What is SQL?
What is SQL?
by Boxplot Analytics Aug 31, 2019
What is SQL?
Currently, if you Google this question, you’ll get a whole slew of technical articles that aren’t very helpful for understanding just what SQL is and when people use it. We’ll break that down in this blog post. This is a high level overview – if you want to understand how to actually write queries, check out some of my other blog posts.
SQL stands for “Structured Query Language.” Some people spell it out when referring to it (“S-Q-L”) and some people say something that sounds like “sequel.” Both are acceptable. Notice the word “language” in there. The word “SQL” just stands for the language itself. To use SQL, you need to pick a product first. Here are some popular SQL products:
As you can see, each product comes with its own version of SQL language and its own program for typing in SQL queries and running them. Most of the programs are free to download and use. Storing data on the server is what costs money, and usually your company’s IT department will handle all that. They’ll set up a server, put the data onto it, and then give you a username and password to connect to that server.
Even though each of these programs use their own SQL language, the good news is that SQL is standardized – that means that the major concepts won’t change no matter which program you are using. The bad news is that there will be small (and annoying) syntax changes taht you’ll need to be aware of if you switch between programs. For example, concatenation in Microsoft SQL and MySQL does the same thing – puts strings together. But in MySQL, you’d type
SELECT CONCAT('MS','SQL','Tips') whereas in Microsoft SQL Server you’d type
SELECT ('MS' + 'SQL' + 'Tips').
By the way, most of these programs look almost exactly the same. Here’s what pgAdmin looks like:
The other programs have an almost identical layout. You’ll type your queries in the box at the top of the screen, you’ll see what servers/databases you are connected to on the left side of the screen, and you’ll see a preview of the results of your query in the box towards the bottom of the screen.
If you’re a data analyst, or someone who works with data in their job, you will be using SQL to extract data from a server. Companies, even small ones, have massive amounts of data associated with their business. They have data about their employees. Data about who visits their website. Data from social media platforms about who their fans are or where the fans are clicking. Data about sales and customers… you get the picture! Very quickly, a business owner will realize that s/he cannot store all of this information in Excel. The data will simply become too large. So, the solution is to store the data in a server.
A server is a machine whose entire purpose is to store data. Picture a CPU (like for a desktop computer) but with no mouse, no keyboard, no monitor. It’s literally a physical box that just sits, turned on, all day and stores your data. This box could be located physically in your company’s office, but that’s unlikely. Most companies pay for space on Google or Amazon’s servers, which are stored in giant warehouses across the country. To help organize your data, you can have multiple “databases” on that server, and then within each database, you can have multiple “tables.” Graphically, the hierarchy looks something like this:
You use a SQL program (like one of the ones listed above) to connect to this server (and thus also the databases and tables) and then write SQL language to tell the server exactly what data you need for whatever project or question you’re working on.
Real World Sequence
Okay, let’s put it all together in practice. In the real world, the scenario might look something like this:
Your boss asks you a question.
It might be something as simple as “how many customers do we currently have?” (which would be a single number as an answer) or something as complicated as “tell me everything you can find out about our Facebook presence” (which would be a series of dashboards based on your company’s Facebook data).
Get the data you need to answer the question.
You open up your SQL Program (Microsoft SQL Server, Postgres, MySQL, whichever) and write a query that will return exactly the data you need to answer your boss’s question.
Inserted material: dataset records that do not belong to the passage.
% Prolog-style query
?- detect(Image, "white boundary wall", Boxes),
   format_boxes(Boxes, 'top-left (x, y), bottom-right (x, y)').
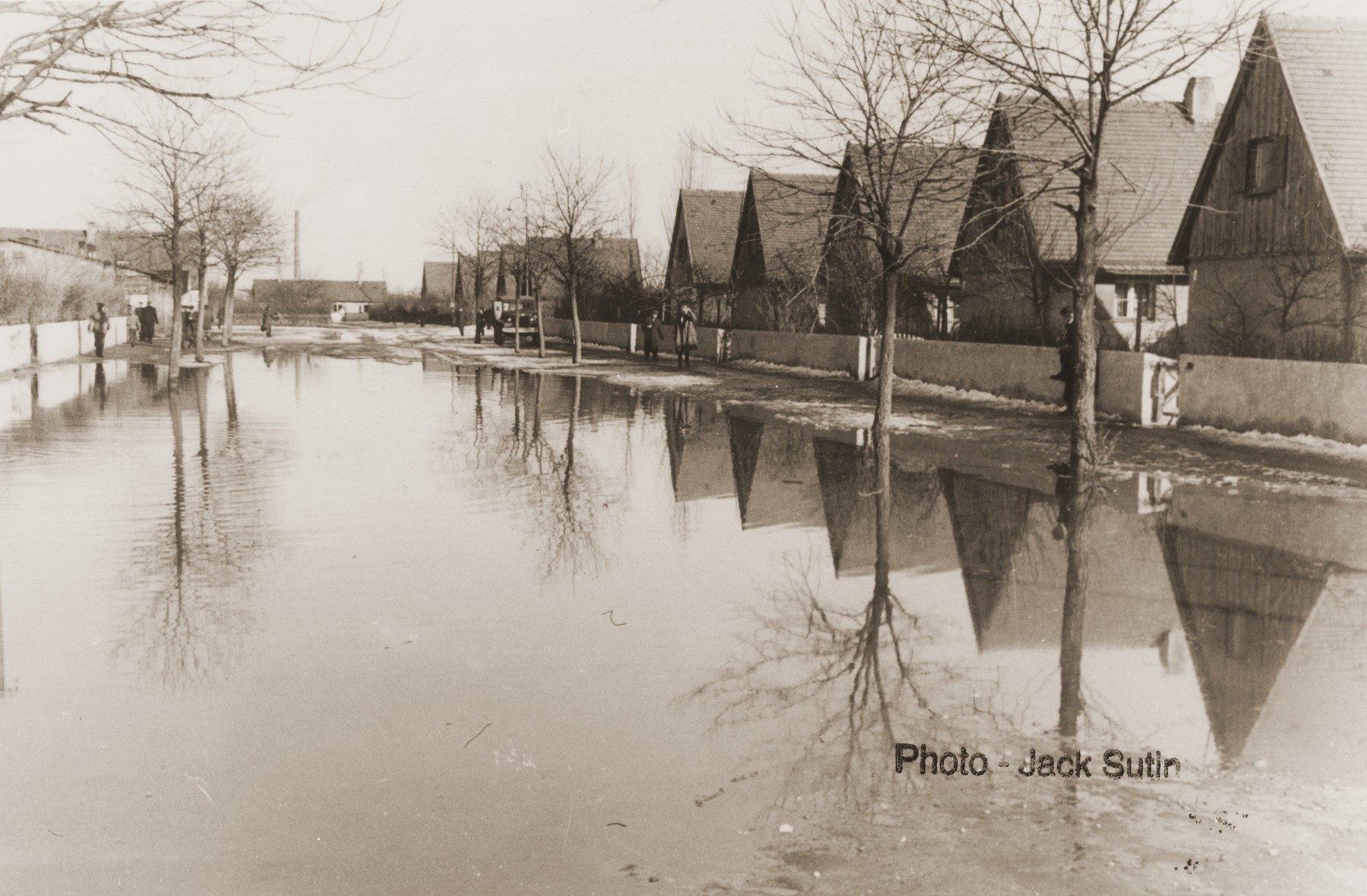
top-left (731, 330), bottom-right (868, 380)
top-left (892, 339), bottom-right (1162, 424)
top-left (1179, 355), bottom-right (1367, 444)
top-left (0, 323), bottom-right (33, 371)
top-left (33, 321), bottom-right (85, 363)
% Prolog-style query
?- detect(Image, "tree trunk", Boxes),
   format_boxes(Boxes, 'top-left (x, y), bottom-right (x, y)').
top-left (1058, 465), bottom-right (1092, 737)
top-left (1072, 171), bottom-right (1100, 475)
top-left (873, 261), bottom-right (897, 441)
top-left (222, 268), bottom-right (238, 349)
top-left (194, 251), bottom-right (209, 363)
top-left (536, 289), bottom-right (545, 358)
top-left (570, 272), bottom-right (584, 363)
top-left (167, 262), bottom-right (182, 390)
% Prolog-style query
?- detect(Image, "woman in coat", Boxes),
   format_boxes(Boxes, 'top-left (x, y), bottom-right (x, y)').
top-left (674, 304), bottom-right (697, 368)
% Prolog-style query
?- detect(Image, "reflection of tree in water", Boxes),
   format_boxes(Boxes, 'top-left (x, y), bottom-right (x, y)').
top-left (468, 370), bottom-right (605, 576)
top-left (113, 368), bottom-right (276, 686)
top-left (692, 431), bottom-right (947, 807)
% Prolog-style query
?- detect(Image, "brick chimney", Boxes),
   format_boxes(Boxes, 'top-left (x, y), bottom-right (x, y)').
top-left (1182, 78), bottom-right (1215, 125)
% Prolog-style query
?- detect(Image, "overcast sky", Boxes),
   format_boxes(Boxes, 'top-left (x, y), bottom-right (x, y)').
top-left (0, 0), bottom-right (1362, 289)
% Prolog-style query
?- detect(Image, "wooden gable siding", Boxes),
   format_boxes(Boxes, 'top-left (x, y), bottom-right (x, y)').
top-left (731, 179), bottom-right (764, 287)
top-left (952, 109), bottom-right (1037, 277)
top-left (1189, 40), bottom-right (1338, 260)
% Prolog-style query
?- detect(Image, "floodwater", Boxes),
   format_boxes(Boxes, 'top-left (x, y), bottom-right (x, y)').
top-left (0, 352), bottom-right (1367, 896)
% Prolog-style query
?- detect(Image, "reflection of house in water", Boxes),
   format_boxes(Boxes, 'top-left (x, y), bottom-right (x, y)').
top-left (1159, 489), bottom-right (1367, 778)
top-left (665, 393), bottom-right (735, 501)
top-left (728, 414), bottom-right (824, 528)
top-left (940, 470), bottom-right (1179, 650)
top-left (812, 438), bottom-right (958, 576)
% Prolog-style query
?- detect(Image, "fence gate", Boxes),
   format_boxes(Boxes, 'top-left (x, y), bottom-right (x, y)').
top-left (1148, 359), bottom-right (1177, 426)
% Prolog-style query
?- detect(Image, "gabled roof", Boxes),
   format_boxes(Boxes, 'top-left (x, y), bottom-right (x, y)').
top-left (527, 236), bottom-right (641, 280)
top-left (831, 144), bottom-right (977, 277)
top-left (422, 261), bottom-right (456, 299)
top-left (733, 168), bottom-right (837, 279)
top-left (1170, 14), bottom-right (1367, 263)
top-left (670, 190), bottom-right (745, 282)
top-left (979, 94), bottom-right (1211, 273)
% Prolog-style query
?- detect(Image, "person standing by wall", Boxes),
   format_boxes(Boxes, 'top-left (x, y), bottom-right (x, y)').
top-left (1050, 306), bottom-right (1077, 411)
top-left (641, 309), bottom-right (665, 361)
top-left (674, 304), bottom-right (697, 368)
top-left (86, 302), bottom-right (109, 358)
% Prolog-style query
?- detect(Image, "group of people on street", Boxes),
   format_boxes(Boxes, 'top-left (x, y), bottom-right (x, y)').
top-left (641, 304), bottom-right (697, 368)
top-left (475, 309), bottom-right (503, 345)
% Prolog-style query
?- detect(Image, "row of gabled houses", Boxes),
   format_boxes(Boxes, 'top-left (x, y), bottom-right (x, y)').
top-left (420, 234), bottom-right (646, 321)
top-left (666, 15), bottom-right (1367, 359)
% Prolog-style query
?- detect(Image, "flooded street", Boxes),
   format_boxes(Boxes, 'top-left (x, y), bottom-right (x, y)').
top-left (0, 351), bottom-right (1367, 896)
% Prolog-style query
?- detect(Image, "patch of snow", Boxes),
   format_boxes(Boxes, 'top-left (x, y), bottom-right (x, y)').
top-left (1182, 426), bottom-right (1367, 460)
top-left (730, 359), bottom-right (853, 381)
top-left (892, 377), bottom-right (1059, 412)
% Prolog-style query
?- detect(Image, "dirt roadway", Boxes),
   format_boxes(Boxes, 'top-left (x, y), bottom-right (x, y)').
top-left (39, 325), bottom-right (1367, 497)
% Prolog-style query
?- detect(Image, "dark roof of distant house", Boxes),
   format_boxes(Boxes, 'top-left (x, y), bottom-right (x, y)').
top-left (0, 227), bottom-right (94, 255)
top-left (680, 190), bottom-right (745, 282)
top-left (422, 261), bottom-right (456, 295)
top-left (841, 144), bottom-right (977, 277)
top-left (251, 279), bottom-right (387, 302)
top-left (747, 168), bottom-right (837, 277)
top-left (998, 94), bottom-right (1213, 273)
top-left (1172, 14), bottom-right (1367, 261)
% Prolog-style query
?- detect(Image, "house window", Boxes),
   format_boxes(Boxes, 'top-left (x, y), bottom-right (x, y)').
top-left (1245, 137), bottom-right (1286, 194)
top-left (1116, 282), bottom-right (1154, 321)
top-left (1116, 282), bottom-right (1135, 318)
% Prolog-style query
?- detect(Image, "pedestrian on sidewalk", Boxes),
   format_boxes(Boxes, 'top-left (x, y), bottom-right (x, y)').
top-left (86, 302), bottom-right (109, 358)
top-left (674, 304), bottom-right (697, 368)
top-left (641, 309), bottom-right (665, 361)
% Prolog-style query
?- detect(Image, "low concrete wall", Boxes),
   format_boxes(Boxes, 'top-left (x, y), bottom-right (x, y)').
top-left (1097, 351), bottom-right (1172, 424)
top-left (0, 323), bottom-right (33, 371)
top-left (538, 317), bottom-right (636, 351)
top-left (892, 339), bottom-right (1162, 424)
top-left (33, 321), bottom-right (85, 363)
top-left (892, 339), bottom-right (1063, 404)
top-left (570, 321), bottom-right (636, 351)
top-left (731, 330), bottom-right (868, 380)
top-left (1179, 355), bottom-right (1367, 444)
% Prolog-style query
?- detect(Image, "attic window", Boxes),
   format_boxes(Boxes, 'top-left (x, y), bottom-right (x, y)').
top-left (1245, 135), bottom-right (1286, 195)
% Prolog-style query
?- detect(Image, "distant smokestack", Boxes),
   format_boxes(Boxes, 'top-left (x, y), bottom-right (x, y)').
top-left (1182, 78), bottom-right (1215, 125)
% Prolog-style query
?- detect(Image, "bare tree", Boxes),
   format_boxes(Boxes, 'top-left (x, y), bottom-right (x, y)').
top-left (708, 0), bottom-right (980, 431)
top-left (116, 115), bottom-right (231, 388)
top-left (0, 0), bottom-right (396, 138)
top-left (432, 191), bottom-right (507, 333)
top-left (918, 0), bottom-right (1248, 465)
top-left (536, 146), bottom-right (618, 363)
top-left (209, 186), bottom-right (283, 349)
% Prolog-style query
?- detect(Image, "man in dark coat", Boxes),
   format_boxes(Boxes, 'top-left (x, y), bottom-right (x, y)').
top-left (641, 309), bottom-right (665, 361)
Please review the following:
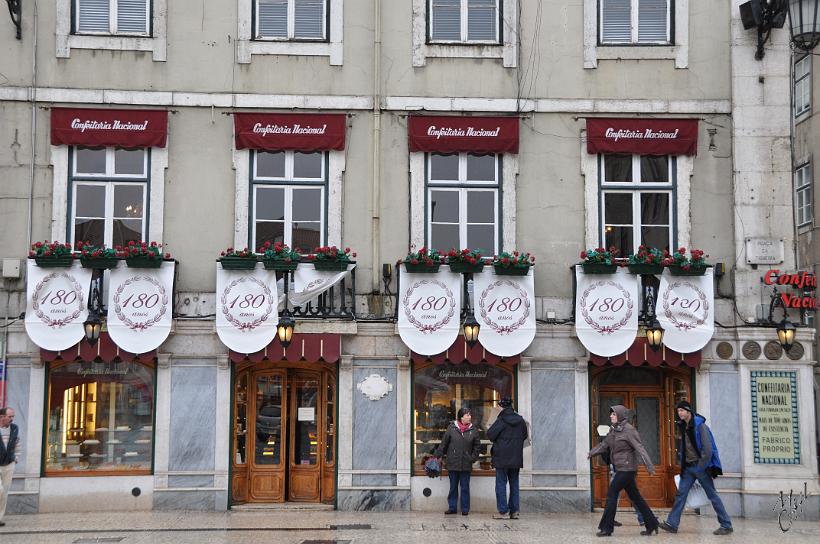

No more no less. Then you export it (usually as a .csv file).
Analyze the data.
You open up that export from the previous step and use an analysis program like Microsoft Excel, Tableau, or Python to get the answer to your boss’s question. So for example, if you exported as a .csv file, you might open up that .csv file in Microsoft Excel and do some formulas, charts, and PivotTables to get results.
Pass off the results and repeat.
Send the results to your boss – this could mean sending an email with a number in it or sending an entire Excel file with multiple dashboards in it. Or making a PowerPoint and presenting it. Whatever format your company wants is the format in which you’ll deliver the results. Then, you’ll repeat all of these steps for the next question!
While it’s nice to understand that there is a server, as the analyst you don’t usually need to get too caught up in the inner workings of servers and databases. Analysts are typically not responsive for creating databases, changing databases, getting data into databases, or organizing databases. You just need to know how to run SQL queries to extract the data needed to answer questions for your organization.